Sözlükte “mâlik olmak” anlamındaki mülk kökünden türetilen memlûk “mâlik olunan şey” demektir. Çeşitli İslâm ülkelerinde memlûk yerine gulâm ve Kuzey Afrika’da abîd kelimeleri kullanılmıştır. Endülüs’te özel muhafız birliklerinin hemen tamamını oluşturan Slav kökenli paralı askerlere verilen sakâlibe adı da “memluk” anlamındadır.
Muhafız birliklerinde görev yapan, kendilerine has içtimaî ve hukukî statüye sahip memlükler bir tür profesyonel asker niteliğinde İslâm toplumuna girmişler ve zamanla siyasî iktidarları ele geçiren bir güç halini almışlardır. Bunu gerçekleştirirken köle olmalarını yadırgamamışlar, hatta ulaştıkları konumu bir eleme ve seçilme sonucunda elde ettikleri için memlük kimliğini bir imtiyaz ve asalet belirtisi olarak görmüşlerdir. Memlûk sınıfının ortaya çıkışında bazı önemli kriterler bulunmaktadır. Bunların başta geleni İslâm âlimlerinin uygun bulduğu kölelik statüsünde ve beyaz ırktan olmaktır. Memlük-ler, genellikle Kafkaslar’dan ve Orta Asya steplerinden gelen ve Türk diye adlandırılan kavimlerden seçilirdi. Etiyopyalı, Batı Afrikalı ve Hintli hadımları memlûk gibi görmek doğru değildir; bunları memlük-lerin hizmetinde bulunan bir unsur olarak değerlendirmek gerekir.

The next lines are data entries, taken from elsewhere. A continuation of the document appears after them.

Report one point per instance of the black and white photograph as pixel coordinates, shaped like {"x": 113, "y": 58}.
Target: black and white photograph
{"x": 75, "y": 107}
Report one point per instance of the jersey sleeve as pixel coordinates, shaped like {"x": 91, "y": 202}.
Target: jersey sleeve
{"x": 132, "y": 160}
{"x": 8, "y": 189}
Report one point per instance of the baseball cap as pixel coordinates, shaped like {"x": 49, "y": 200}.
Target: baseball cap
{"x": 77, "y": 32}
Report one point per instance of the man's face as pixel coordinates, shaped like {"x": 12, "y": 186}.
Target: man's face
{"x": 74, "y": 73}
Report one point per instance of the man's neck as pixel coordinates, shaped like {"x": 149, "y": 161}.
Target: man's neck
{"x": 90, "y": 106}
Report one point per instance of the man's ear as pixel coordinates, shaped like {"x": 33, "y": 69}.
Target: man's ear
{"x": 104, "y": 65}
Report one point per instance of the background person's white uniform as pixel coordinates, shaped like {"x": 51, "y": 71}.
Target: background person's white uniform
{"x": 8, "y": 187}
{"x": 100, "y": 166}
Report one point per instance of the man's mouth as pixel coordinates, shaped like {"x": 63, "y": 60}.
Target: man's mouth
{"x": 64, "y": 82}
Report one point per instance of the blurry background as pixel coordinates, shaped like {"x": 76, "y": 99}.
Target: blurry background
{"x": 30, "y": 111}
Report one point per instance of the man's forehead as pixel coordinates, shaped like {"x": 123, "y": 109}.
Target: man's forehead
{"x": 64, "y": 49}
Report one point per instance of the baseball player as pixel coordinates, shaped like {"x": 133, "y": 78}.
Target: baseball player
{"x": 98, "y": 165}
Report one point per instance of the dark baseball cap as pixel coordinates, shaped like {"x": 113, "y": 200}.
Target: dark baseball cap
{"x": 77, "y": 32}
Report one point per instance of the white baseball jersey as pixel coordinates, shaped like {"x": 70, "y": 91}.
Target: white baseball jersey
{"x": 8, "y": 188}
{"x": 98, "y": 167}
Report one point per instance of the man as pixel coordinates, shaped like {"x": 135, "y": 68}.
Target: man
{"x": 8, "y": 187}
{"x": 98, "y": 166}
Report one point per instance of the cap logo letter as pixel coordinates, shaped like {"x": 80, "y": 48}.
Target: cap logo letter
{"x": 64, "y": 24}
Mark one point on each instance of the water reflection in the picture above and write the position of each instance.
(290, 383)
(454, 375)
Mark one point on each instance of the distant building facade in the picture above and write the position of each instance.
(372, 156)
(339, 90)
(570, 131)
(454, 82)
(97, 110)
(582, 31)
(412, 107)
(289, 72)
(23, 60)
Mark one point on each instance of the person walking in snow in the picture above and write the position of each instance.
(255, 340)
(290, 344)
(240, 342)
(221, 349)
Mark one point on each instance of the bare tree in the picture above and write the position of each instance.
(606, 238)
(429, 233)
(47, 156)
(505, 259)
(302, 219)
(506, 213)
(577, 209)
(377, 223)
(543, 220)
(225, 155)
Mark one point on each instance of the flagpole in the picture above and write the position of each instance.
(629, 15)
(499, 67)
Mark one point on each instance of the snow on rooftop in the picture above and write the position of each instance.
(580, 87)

Hz. Peygamber ve Hulefâ-yi Râşidîn devrinde İslâm ordusu Arap asıllı askerlerden meydana geliyordu. Fetihlerle birlikte Araplar dışında İslâm’a girenlerin sayısında hızlı bir artış görüldü. Yeni müs-lüman olanlardan İranlılar ve Kıptîler gönüllü veya ücretii asker konumunda orduya katıldılar. Emevîler döneminde başta Türk, Berberî ve İranlılar olmak üzere Arap dışı müslüman askerlerin sayısı daha da arttı. Emevîler için en önemli asker kaynağı Horasan’dı. Öncelikle sınır boylarında yaşayanlar büyük ölçüde müslü-manların tarafına geçmişler ve “mevâlî” sıfatıyla Arap ordularına katılmışlardı. Ancak ordunun kumanda kademesinde Araplar yer alıyor ve mevâlî statüsünde bulunanlar onların kendilerine ikinci sınıf insan gözüyle bakmasını kabullenemiyordu. Basra Valisi Ubeydullah b. Ziyâd, 54 (674) yılında Buhara seferinden dönerken beraberinde getirdiği 2000 kişilik bir Türk birliğini Basra’ya yerleştirmişti. Kuteybe b. Müslim’in emrindeki 12.000 askerin de yaklaşık7000 kadarı çoğunluğu Türk olmak üzere Arap dışı rnüslümanlardan oluşuyordu. Diğer taraftan Velîd b. Abdülmelik zamanında gerçekleştirilen Kuzey Afrika ve Endülüs’teki fetihlerden sonra İslâm ordusunda yer alan Berberi asıllı askerlerin sayısı da çok artmıştı.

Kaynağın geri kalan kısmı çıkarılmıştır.